So each expert stands up and presents his or her evidence, and is cross-examined by the opposition barrister, who usually has the help of the other expert sitting behind him and feeding him with nasty questions to ask the expert standing. I'll go into more detail about the way in which evidence is actually presented in court at a later point. So you see the contestatory spirit is actually very deeply engrained in the English judicial system; even though experts are normally telling the truth as best they can, they are, if they disagree, made to fight, like gladiators. And, until about five years ago, there were two kinds of experts: those who normally acted for the prosecution, and those who acted for the defence. In the last five years this has changed, because of privatisation, so a better classification of the two kinds of experts would now be: those experts who are paid a salary by the State, irrespective of their case-work, and those who earn money. I will call them salaried experts and independent experts.
The lawyers who prepare the case are known as solicitors; the lawyers who actually argue it in court are called barristers. There are two kinds of case: criminal, and civil. Criminal cases deal with crimes (obviously). All criminal investigation is done by the police: they examine the crime scene, interview witnesses and suspects, gather evidence, and make an arrest. If they feel there is a need for forensic investigation of whatever kind they call in a forensic scientist, or send data (including documents) to a laboratory. The scientists make a report (I will describe these reports in detail later which is returned to the police.

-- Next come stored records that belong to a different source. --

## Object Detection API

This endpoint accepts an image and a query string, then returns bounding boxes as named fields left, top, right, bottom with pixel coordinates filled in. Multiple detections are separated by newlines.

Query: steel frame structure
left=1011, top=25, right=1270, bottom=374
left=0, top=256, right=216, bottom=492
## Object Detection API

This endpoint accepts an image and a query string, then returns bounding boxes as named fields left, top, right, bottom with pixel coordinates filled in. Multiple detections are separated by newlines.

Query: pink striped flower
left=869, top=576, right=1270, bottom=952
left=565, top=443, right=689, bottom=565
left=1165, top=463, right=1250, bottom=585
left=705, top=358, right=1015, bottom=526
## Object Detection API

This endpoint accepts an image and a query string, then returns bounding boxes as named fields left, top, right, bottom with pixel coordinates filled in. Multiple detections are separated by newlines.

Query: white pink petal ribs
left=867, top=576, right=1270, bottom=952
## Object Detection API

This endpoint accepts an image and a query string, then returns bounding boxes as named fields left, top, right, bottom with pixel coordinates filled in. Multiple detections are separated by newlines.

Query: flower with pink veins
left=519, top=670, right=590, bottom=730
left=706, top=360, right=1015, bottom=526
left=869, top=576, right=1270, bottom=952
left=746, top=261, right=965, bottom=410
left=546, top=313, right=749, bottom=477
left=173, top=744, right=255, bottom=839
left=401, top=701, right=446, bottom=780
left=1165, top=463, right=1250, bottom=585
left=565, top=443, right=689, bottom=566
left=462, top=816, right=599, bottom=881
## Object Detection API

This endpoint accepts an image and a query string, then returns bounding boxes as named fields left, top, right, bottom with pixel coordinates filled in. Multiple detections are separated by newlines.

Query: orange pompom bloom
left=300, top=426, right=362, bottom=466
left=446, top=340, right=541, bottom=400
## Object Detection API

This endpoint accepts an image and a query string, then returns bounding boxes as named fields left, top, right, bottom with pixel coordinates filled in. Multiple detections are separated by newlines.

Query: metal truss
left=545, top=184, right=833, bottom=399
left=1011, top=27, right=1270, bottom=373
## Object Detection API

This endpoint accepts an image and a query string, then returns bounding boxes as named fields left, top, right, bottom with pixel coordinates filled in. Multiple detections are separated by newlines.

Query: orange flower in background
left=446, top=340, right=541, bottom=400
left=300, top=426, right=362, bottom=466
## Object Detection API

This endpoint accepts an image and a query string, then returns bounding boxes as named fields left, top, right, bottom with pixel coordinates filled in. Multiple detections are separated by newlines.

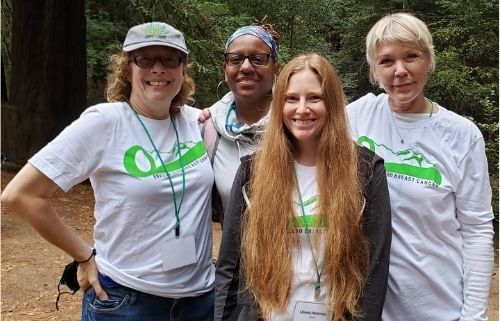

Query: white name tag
left=161, top=235, right=196, bottom=271
left=293, top=301, right=330, bottom=321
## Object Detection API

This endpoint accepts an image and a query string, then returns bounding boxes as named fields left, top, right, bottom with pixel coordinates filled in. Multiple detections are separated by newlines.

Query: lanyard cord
left=130, top=104, right=186, bottom=236
left=295, top=172, right=324, bottom=299
left=225, top=101, right=243, bottom=134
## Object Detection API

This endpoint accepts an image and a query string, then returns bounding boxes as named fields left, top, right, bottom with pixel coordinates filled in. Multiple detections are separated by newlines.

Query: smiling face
left=129, top=46, right=184, bottom=119
left=224, top=35, right=278, bottom=105
left=372, top=42, right=430, bottom=113
left=283, top=69, right=327, bottom=150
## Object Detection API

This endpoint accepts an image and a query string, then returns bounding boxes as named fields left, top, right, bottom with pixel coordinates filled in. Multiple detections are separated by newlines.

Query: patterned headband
left=226, top=26, right=278, bottom=61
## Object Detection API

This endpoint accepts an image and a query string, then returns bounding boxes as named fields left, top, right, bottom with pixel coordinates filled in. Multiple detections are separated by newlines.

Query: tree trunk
left=2, top=0, right=87, bottom=165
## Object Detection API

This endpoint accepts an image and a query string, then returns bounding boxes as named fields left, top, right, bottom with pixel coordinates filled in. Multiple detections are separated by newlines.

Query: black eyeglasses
left=132, top=55, right=182, bottom=69
left=224, top=52, right=271, bottom=68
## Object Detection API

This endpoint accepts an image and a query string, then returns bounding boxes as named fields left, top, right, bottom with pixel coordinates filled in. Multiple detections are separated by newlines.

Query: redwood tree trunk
left=2, top=0, right=87, bottom=165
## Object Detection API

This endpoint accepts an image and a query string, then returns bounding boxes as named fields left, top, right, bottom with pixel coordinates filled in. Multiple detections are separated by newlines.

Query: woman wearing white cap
left=2, top=22, right=214, bottom=321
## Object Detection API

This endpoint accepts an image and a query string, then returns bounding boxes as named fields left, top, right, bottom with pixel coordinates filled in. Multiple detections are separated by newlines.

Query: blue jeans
left=82, top=285, right=214, bottom=321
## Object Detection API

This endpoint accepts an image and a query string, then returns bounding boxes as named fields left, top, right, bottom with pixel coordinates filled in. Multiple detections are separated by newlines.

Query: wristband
left=75, top=249, right=97, bottom=264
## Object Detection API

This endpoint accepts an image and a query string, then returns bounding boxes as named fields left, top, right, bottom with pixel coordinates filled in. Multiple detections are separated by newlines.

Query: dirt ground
left=0, top=170, right=499, bottom=321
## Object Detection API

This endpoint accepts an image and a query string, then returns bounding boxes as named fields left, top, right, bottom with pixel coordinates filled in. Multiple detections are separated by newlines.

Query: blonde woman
left=215, top=54, right=391, bottom=321
left=347, top=13, right=494, bottom=321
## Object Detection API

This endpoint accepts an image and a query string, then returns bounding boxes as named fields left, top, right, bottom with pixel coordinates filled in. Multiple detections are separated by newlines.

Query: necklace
left=295, top=173, right=323, bottom=300
left=389, top=98, right=434, bottom=144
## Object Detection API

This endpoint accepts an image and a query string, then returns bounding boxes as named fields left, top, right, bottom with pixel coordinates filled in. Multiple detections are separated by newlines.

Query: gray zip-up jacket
left=215, top=147, right=391, bottom=321
left=208, top=92, right=268, bottom=221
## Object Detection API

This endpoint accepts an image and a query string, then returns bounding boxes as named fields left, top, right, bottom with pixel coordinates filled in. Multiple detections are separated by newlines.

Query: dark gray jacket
left=215, top=147, right=391, bottom=321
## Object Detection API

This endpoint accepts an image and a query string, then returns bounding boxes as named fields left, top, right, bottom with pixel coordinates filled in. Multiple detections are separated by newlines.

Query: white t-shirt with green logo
left=347, top=94, right=493, bottom=321
left=29, top=103, right=214, bottom=298
left=269, top=162, right=328, bottom=321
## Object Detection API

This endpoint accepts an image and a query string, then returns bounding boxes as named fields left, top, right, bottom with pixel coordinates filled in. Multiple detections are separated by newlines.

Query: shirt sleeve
left=28, top=107, right=110, bottom=192
left=456, top=137, right=494, bottom=321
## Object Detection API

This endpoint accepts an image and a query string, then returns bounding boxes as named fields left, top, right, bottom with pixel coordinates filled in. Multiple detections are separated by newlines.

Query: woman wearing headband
left=2, top=22, right=214, bottom=321
left=215, top=54, right=391, bottom=321
left=203, top=24, right=279, bottom=223
left=347, top=13, right=494, bottom=321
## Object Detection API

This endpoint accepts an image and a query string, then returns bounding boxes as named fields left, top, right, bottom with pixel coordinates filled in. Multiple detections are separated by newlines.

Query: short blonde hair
left=366, top=12, right=436, bottom=83
left=106, top=51, right=195, bottom=114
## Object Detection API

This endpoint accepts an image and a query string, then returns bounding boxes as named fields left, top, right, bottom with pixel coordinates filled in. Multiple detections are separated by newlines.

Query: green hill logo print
left=357, top=136, right=442, bottom=186
left=290, top=195, right=326, bottom=233
left=123, top=141, right=206, bottom=177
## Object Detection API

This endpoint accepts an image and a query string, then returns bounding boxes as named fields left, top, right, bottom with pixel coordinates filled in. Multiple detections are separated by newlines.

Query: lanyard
left=295, top=173, right=323, bottom=300
left=225, top=102, right=243, bottom=134
left=130, top=104, right=186, bottom=236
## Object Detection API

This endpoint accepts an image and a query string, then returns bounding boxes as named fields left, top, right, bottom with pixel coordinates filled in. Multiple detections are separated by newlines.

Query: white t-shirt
left=347, top=94, right=493, bottom=321
left=29, top=103, right=214, bottom=298
left=269, top=162, right=329, bottom=321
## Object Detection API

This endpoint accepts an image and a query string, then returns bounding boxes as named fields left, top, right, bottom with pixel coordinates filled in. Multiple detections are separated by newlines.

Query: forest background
left=1, top=0, right=499, bottom=222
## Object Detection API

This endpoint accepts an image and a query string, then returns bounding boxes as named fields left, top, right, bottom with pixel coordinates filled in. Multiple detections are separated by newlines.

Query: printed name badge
left=293, top=301, right=330, bottom=321
left=161, top=235, right=196, bottom=271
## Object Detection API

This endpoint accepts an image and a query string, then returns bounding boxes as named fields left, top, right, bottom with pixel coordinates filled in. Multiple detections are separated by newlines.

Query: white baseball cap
left=123, top=22, right=189, bottom=55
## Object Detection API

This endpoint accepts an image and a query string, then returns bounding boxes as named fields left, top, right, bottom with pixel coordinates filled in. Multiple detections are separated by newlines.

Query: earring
left=215, top=80, right=224, bottom=100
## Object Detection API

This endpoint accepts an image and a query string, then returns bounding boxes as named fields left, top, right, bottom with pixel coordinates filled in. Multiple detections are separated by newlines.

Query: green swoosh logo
left=290, top=215, right=326, bottom=228
left=123, top=141, right=205, bottom=177
left=357, top=136, right=443, bottom=185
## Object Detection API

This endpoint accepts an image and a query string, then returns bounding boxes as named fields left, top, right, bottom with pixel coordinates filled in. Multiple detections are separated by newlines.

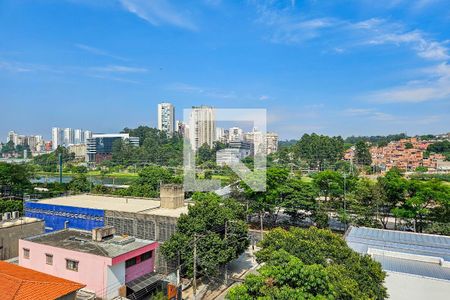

The police add this report to the evidence, which they present to the Prosecuting Solicitors, who are paid by the state. The Prosecuting Solicitors decide whether to prosecute or not; if they decide to go ahead then they will appoint a barrister to argue the case for them. Small crimes are tried before magistrates; large crimes are tried before a judge and jury, though anyone has the right to 'go to jury' if they don't want to be tried in a magistrate's court. Civil cases, of course, are those where no crime is committed and the police are not involved, but there is a disagreement that two sides have taken to law to have resolved. In that case two sets of private solicitors are hired; they present arguments to each other, and if they can't agree then they hire barristers to argue the case in court and a judge decides the outcome. If either side feels the need for forensic evidence then they can hire a private expert to do the work and present a report. Because of the contestatory nature of the system, each side will hire an expert, whether the case is criminal or civil.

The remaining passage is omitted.